Written as if it were a how to guide, or even a letter to a dear friend, Mai’s “Get Closer” lyrics fall into a solid pop song arrangement. “Never let the rain come down to ruin your mood, rather go smiling through, too feel you, never let the dark pass without rest, rather sleep through the night, feel refreshed know you, get closer, get closer to yourself, get closer, closer to health,” Mai sings. She has little moments where she tucks in certain words; they are a bit inaudible. But for the most part, when she sings the chorus she breathes new life into the song. Mai, who is based in Denmark, sings in English, but her accent is inescapable. This certainly adds more mystery to the song, and even some heavier tonal results.
“Get Closer” is from Mai’s album, Imperfect. She worked with producer, KP Larsen, on the project. The music is derivative of pop music. When I close my eyes and imagine her male counterpart, I kept picturing Lewis Capaldi (“Someone You Loved”). Just as Capaldi sings of ‘numbing the pain’, at times when Mai sings, the body does go numb. It’s not a bad thing. On the contrary, she makes time stand still. She’s layered just above the music that it feels like the two are not quite interwoven, but they share a synergy. Her emblematic tale of mental fortitude and strength gives loads of emotional gifts. The bed of music evolves, mimicking the cold waters of Copenhagen. I could also feel the refreshing, cool water, hitting my face. Relaxing and wading in the ocean’s movement. The song stops you in your tracks, it makes you feel like you’re floating and submerged in the undercurrent and Mai’s beautiful voice. The vagueness of the instrumentation and percussion is what makes this music base successful.

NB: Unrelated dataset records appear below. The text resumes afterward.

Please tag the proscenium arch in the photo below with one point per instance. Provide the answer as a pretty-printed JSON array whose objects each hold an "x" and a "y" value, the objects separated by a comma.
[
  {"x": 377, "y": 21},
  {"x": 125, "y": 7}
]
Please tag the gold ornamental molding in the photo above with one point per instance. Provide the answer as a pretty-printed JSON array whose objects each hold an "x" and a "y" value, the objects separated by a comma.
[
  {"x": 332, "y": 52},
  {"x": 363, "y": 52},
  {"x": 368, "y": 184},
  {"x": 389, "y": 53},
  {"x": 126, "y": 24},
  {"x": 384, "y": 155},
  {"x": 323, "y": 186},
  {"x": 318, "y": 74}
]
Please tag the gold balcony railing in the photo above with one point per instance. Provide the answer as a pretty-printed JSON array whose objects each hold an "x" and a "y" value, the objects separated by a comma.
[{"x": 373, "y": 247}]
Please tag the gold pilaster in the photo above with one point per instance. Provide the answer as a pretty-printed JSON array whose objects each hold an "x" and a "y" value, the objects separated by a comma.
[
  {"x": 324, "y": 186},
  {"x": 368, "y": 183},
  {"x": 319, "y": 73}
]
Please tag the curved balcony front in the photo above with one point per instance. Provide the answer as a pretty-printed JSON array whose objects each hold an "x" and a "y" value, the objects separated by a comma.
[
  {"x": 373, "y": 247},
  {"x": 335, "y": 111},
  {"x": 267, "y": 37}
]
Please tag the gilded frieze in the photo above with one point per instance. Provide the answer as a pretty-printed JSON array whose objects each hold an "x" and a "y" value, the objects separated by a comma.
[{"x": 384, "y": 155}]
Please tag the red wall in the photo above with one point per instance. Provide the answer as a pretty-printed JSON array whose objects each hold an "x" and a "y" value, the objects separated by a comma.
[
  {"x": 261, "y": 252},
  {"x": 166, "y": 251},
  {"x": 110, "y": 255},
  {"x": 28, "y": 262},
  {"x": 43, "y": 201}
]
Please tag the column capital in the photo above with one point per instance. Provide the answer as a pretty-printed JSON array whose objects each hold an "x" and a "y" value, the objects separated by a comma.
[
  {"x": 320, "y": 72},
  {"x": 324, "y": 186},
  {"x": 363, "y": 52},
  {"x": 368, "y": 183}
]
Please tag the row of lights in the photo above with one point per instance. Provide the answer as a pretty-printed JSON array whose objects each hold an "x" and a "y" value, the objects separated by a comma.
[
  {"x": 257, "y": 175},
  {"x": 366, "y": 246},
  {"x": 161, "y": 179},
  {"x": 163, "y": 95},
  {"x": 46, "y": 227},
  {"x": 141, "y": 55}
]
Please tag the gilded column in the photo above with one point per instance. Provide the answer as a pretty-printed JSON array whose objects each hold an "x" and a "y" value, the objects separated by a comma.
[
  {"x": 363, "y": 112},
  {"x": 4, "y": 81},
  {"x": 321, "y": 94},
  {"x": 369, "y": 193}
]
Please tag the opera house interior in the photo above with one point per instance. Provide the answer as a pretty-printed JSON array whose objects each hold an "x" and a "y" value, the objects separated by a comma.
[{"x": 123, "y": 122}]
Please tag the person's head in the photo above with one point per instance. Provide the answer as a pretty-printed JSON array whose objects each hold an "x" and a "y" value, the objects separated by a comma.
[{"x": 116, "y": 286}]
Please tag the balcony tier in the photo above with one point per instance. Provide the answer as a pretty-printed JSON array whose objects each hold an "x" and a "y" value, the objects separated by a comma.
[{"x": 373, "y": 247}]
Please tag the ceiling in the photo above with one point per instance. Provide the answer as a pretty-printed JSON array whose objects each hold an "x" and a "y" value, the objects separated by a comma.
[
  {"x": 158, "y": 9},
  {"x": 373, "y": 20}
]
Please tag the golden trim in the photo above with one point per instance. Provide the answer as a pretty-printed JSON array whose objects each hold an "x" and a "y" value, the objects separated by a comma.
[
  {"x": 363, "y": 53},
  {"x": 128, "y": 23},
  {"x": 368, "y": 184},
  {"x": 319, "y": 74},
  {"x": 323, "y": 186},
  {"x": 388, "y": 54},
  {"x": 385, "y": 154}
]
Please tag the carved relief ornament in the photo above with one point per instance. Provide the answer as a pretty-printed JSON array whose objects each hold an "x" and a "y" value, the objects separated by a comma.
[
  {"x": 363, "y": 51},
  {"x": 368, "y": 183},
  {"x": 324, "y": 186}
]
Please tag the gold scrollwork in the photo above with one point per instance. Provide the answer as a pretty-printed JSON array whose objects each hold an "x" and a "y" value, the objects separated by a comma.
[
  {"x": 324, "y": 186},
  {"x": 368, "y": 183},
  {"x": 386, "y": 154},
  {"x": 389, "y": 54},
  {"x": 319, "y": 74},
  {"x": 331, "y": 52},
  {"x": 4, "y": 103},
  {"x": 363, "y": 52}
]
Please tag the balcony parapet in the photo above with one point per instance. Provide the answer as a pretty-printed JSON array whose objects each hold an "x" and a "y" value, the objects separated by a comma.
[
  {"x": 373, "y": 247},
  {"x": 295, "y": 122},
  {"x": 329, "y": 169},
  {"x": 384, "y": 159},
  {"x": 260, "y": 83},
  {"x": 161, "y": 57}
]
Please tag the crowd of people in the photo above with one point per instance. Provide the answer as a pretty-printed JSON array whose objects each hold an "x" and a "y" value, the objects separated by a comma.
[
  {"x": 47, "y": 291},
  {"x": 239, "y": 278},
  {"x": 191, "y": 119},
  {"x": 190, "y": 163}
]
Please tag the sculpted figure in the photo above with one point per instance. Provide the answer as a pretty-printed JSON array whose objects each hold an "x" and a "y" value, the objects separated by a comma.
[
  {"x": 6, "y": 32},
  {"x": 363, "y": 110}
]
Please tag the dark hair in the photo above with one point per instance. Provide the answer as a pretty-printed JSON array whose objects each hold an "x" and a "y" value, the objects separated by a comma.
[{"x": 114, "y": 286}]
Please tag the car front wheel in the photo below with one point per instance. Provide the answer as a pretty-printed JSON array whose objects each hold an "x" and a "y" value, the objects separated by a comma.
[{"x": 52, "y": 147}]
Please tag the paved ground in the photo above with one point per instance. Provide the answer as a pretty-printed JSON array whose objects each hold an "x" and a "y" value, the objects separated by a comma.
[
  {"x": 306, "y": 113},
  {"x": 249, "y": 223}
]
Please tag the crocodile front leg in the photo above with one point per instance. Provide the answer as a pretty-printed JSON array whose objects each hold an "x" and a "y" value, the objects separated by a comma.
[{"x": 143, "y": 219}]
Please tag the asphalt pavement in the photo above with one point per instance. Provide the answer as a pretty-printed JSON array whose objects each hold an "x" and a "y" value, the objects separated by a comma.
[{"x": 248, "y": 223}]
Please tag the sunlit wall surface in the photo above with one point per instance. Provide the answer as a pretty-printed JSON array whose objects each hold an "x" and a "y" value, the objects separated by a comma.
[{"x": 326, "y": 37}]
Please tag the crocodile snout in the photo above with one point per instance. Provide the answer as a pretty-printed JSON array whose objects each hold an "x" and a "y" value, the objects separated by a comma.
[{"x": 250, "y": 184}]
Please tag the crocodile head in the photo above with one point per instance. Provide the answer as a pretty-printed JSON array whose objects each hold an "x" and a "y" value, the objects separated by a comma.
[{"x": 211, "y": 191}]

Mai answers a lot of questions and offers ways to heal. Her thoughtfulness is not just an extension of her artistry, it gives the song “Get Closer” all the more reason to really feel the words she’s singing. The opposing themes of conflict and healing are explored, and while it’s not as obvious as you would think on the first listen, discovering upon each new listen, Mai’s song orbits around this imaginary dome. I think she still has that cloud hanging over head every day (don’t we all, to a certain degree). Clearly assessing her own mental health, she’s definitely in the boss’ chair to make statements like she does in “Get Closer”. Nobody’s perfect. Her broken heart, or frail personality is what gives her the perspective that works so well.